I am training an NLP model using the code adapted form https://github.com/huggingface/transformers/blob/master/examples/run_glue.py. I'm working with docker toolbox on windows 10 with CPU only. The code works fine locally, and I built the docker image successfully. However when I tried to do "docker run $IMAGE_URI" I got the following error at the training step:
File "xlnet/train_config.py", line 318, in <module>
global_step, tr_loss = train(train_dataset, model, tokenizer)
File "xlnet/train_config.py", line 214, in train
outputs = model(**inputs)
...
File "/usr/local/lib/python3.7/site-packages/pytorch_transformers/modeling_xlnet.py", line 383, in rel_shift
x = torch.index_select(x, 1, torch.arange(klen, device=x.device, dtype=torch.long))

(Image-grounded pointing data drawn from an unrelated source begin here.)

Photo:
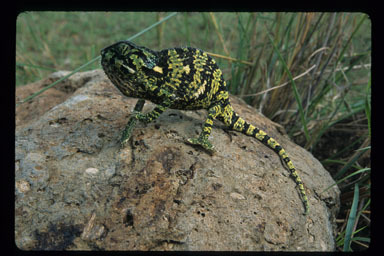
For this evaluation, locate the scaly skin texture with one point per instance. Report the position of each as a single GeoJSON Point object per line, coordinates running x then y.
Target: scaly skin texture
{"type": "Point", "coordinates": [182, 78]}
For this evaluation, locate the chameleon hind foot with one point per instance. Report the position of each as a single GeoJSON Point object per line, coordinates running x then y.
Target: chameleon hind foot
{"type": "Point", "coordinates": [204, 143]}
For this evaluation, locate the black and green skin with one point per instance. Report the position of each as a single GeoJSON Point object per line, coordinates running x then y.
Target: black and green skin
{"type": "Point", "coordinates": [182, 78]}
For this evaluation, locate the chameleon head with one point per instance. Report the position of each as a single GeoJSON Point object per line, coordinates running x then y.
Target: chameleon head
{"type": "Point", "coordinates": [127, 60]}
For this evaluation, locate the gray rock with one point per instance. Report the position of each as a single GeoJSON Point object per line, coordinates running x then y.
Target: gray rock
{"type": "Point", "coordinates": [76, 190]}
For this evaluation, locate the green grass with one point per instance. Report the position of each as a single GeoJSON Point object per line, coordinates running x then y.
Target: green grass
{"type": "Point", "coordinates": [309, 72]}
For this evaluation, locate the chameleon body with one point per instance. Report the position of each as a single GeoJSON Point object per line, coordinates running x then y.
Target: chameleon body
{"type": "Point", "coordinates": [182, 78]}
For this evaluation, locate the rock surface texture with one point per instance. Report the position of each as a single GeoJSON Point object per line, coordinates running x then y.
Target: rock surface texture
{"type": "Point", "coordinates": [77, 190]}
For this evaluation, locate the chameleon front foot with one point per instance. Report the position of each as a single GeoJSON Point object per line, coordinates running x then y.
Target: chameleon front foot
{"type": "Point", "coordinates": [204, 143]}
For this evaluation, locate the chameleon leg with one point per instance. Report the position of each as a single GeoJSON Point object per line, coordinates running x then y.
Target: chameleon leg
{"type": "Point", "coordinates": [131, 123]}
{"type": "Point", "coordinates": [137, 116]}
{"type": "Point", "coordinates": [202, 140]}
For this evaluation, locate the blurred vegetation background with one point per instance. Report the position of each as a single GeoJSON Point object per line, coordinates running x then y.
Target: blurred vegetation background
{"type": "Point", "coordinates": [309, 72]}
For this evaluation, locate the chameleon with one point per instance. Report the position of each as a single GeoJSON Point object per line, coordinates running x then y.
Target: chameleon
{"type": "Point", "coordinates": [183, 78]}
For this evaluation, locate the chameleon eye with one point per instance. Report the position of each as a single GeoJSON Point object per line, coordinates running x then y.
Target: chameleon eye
{"type": "Point", "coordinates": [131, 70]}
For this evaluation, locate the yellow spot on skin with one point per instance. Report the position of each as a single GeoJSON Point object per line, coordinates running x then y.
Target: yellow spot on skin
{"type": "Point", "coordinates": [158, 69]}
{"type": "Point", "coordinates": [250, 130]}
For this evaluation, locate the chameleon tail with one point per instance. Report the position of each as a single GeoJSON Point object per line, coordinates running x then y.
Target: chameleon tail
{"type": "Point", "coordinates": [239, 124]}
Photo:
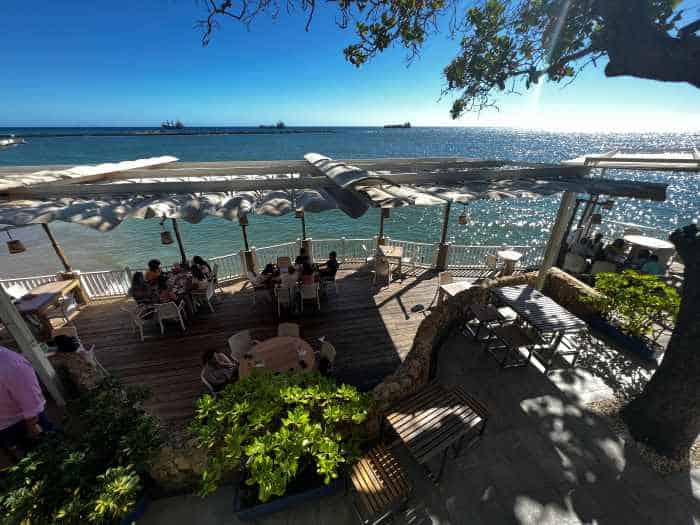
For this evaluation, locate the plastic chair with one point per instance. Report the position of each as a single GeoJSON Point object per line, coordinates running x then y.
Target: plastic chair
{"type": "Point", "coordinates": [240, 343]}
{"type": "Point", "coordinates": [288, 330]}
{"type": "Point", "coordinates": [309, 292]}
{"type": "Point", "coordinates": [205, 295]}
{"type": "Point", "coordinates": [170, 311]}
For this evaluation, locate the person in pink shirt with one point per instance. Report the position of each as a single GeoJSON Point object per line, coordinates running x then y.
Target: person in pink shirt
{"type": "Point", "coordinates": [22, 403]}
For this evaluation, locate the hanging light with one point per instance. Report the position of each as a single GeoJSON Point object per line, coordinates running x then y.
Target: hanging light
{"type": "Point", "coordinates": [165, 236]}
{"type": "Point", "coordinates": [463, 218]}
{"type": "Point", "coordinates": [14, 245]}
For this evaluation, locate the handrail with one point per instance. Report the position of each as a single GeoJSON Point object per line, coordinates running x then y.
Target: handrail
{"type": "Point", "coordinates": [115, 283]}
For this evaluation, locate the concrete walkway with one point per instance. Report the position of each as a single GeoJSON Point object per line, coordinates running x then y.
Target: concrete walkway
{"type": "Point", "coordinates": [544, 459]}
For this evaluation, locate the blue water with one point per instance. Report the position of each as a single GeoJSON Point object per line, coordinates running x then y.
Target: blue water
{"type": "Point", "coordinates": [503, 222]}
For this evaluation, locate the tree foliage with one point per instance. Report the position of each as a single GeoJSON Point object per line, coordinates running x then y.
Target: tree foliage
{"type": "Point", "coordinates": [508, 44]}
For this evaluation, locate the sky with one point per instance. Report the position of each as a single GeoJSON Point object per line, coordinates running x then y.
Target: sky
{"type": "Point", "coordinates": [136, 63]}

RuntimeError: [enforce fail at CPUAllocator.cpp:64] . DefaultCPUAllocator: can't allocate memory: you tried to allocate 182452224 bytes. Error code 12 (Cannot allocate memory)
When I run 'docker info', it shows "CPUs: 8, Total Memory: 7.793GiB". It should be enough...
Then I tried to allocate with memory of 10GB. There is no more error message. But it just exits at the same place without continue training.